La sécheresse frappe durement les cours d’eau suisses et commence à peser sur la production hydroélectrique. Dans certaines centrales, la baisse atteint jusqu’à 25 % par rapport à la moyenne des dernières années.
À cela s’ajoute l’arrêt des deux réacteurs de Beznau, qui aurait pu tendre davantage l’approvisionnement du pays. Pourtant, la Suisse continue de disposer de suffisamment d’électricité grâce à un allié devenu incontournable : le solaire.
Les centrales hydroélectriques tournent au ralenti
Après plusieurs semaines marquées par un manque de précipitations, de nombreux cours d’eau affichent des niveaux particulièrement faibles.
Les plus petits ruisseaux sont parfois réduits à un simple filet d’eau, tandis que l’Aar, le Rhin ou encore le Rhône connaissent localement des débits parmi les plus bas observés depuis le début des relevés.
Cette situation touche directement les centrales hydroélectriques au fil de l’eau, dont la production dépend naturellement de la quantité d’eau disponible.
Dans les Grisons, Repower indique que sa production hydroélectrique entre mai et juillet a été environ 25 % inférieure à la moyenne pluriannuelle.
Même constat en Valais. Les Forces motrices valaisannes expliquent que les faibles précipitations hivernales ont entraîné une couverture neigeuse moins importante que d’habitude. La fonte des neiges a donc fourni moins d’eau aux rivières au printemps et au début de l’été.
Chez Alpiq, les centrales situées notamment le long de l’Aar enregistrent elles aussi des apports particulièrement faibles, comme l’indique la RTS. Le groupe estime la baisse de production à environ 15 % par rapport à la moyenne des dernières années.
Le soleil prend le relais au meilleur moment
Malgré ces difficultés, le réseau électrique suisse ne connaît pour l’instant aucune pénurie. Cette situation est d’autant plus remarquable que les deux réacteurs nucléaires de Beznau I et II sont également à l’arrêt.
Le facteur qui change aujourd’hui la donne se trouve sur les toits et dans les champs : les panneaux photovoltaïques.

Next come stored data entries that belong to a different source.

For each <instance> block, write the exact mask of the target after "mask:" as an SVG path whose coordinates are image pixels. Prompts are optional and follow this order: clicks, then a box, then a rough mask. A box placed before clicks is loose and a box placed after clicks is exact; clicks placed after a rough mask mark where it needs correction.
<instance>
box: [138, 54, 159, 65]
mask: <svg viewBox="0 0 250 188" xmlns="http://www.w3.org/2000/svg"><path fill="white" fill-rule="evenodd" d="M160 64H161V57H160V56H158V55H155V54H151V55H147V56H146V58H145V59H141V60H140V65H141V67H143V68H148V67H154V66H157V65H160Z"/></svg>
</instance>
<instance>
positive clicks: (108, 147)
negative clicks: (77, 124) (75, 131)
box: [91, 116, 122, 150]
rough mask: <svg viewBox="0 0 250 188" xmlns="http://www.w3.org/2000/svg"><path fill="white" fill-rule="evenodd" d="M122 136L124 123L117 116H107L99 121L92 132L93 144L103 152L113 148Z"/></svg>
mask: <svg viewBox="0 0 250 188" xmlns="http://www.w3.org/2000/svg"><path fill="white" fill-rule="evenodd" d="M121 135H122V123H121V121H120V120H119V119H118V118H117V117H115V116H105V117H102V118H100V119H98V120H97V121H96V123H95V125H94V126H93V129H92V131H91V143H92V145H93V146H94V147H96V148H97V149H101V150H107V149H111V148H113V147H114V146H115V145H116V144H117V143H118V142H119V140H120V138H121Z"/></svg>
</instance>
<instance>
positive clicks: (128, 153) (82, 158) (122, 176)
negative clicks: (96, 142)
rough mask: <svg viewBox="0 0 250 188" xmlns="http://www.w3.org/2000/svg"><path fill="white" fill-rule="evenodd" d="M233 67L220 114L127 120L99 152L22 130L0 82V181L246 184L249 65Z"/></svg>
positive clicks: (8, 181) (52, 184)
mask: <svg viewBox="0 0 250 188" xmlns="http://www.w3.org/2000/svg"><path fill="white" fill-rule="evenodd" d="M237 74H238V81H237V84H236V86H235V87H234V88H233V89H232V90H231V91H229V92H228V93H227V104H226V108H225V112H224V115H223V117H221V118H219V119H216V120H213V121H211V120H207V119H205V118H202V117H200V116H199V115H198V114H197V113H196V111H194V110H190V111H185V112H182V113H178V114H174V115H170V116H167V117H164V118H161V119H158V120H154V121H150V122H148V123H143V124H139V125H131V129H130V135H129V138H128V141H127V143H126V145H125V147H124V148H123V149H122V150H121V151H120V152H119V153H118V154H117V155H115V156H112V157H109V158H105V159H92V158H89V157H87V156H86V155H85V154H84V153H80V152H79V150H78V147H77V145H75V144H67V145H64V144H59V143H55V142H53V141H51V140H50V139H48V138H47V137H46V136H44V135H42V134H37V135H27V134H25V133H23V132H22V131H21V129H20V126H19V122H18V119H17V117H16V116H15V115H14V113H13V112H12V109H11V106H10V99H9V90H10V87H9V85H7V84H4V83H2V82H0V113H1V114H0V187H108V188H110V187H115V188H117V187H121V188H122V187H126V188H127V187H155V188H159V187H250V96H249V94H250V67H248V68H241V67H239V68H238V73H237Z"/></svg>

Les nombreuses heures d’ensoleillement liées à cette période sèche permettent aux installations solaires de produire d’importantes quantités d’électricité précisément au moment où l’hydroélectricité souffre.
La contribution du photovoltaïque est désormais beaucoup plus importante qu’il y a quelques années. Son développement s’est fortement accéléré depuis le début de la guerre en Ukraine, alors que la Suisse cherchait à renforcer son indépendance énergétique.
Cette expansion commence aujourd’hui à produire des effets très concrets.
Le photovoltaïque permet d’économiser l’eau des barrages
Pour la Commission fédérale de l’électricité, le solaire joue actuellement un rôle de véritable amortisseur. L’Elcom estime que sans la forte progression du photovoltaïque ces dernières années, la situation électrique suisse serait aujourd’hui sensiblement plus tendue.
La Suisse devrait probablement utiliser davantage l’eau stockée dans ses lacs d’accumulation, importer davantage d’électricité ou réduire ses exportations. Les prix pourraient également subir une pression supplémentaire.
Le solaire offre surtout un avantage stratégique : il permet de préserver les réserves des barrages pendant la journée.
Lorsque les panneaux produisent abondamment grâce au soleil, il est moins nécessaire de turbiner l’eau accumulée en altitude. Ces réserves peuvent alors être conservées pour les périodes où le photovoltaïque ne produit plus, notamment tôt le matin, en soirée ou pendant la nuit.
La sécheresse actuelle met donc en évidence une transformation profonde du système énergétique suisse. Alors que les centrales au fil de l’eau sont pénalisées par le manque d’eau, le développement massif du solaire permet désormais de compenser une partie du déficit et de soulager les autres moyens de production.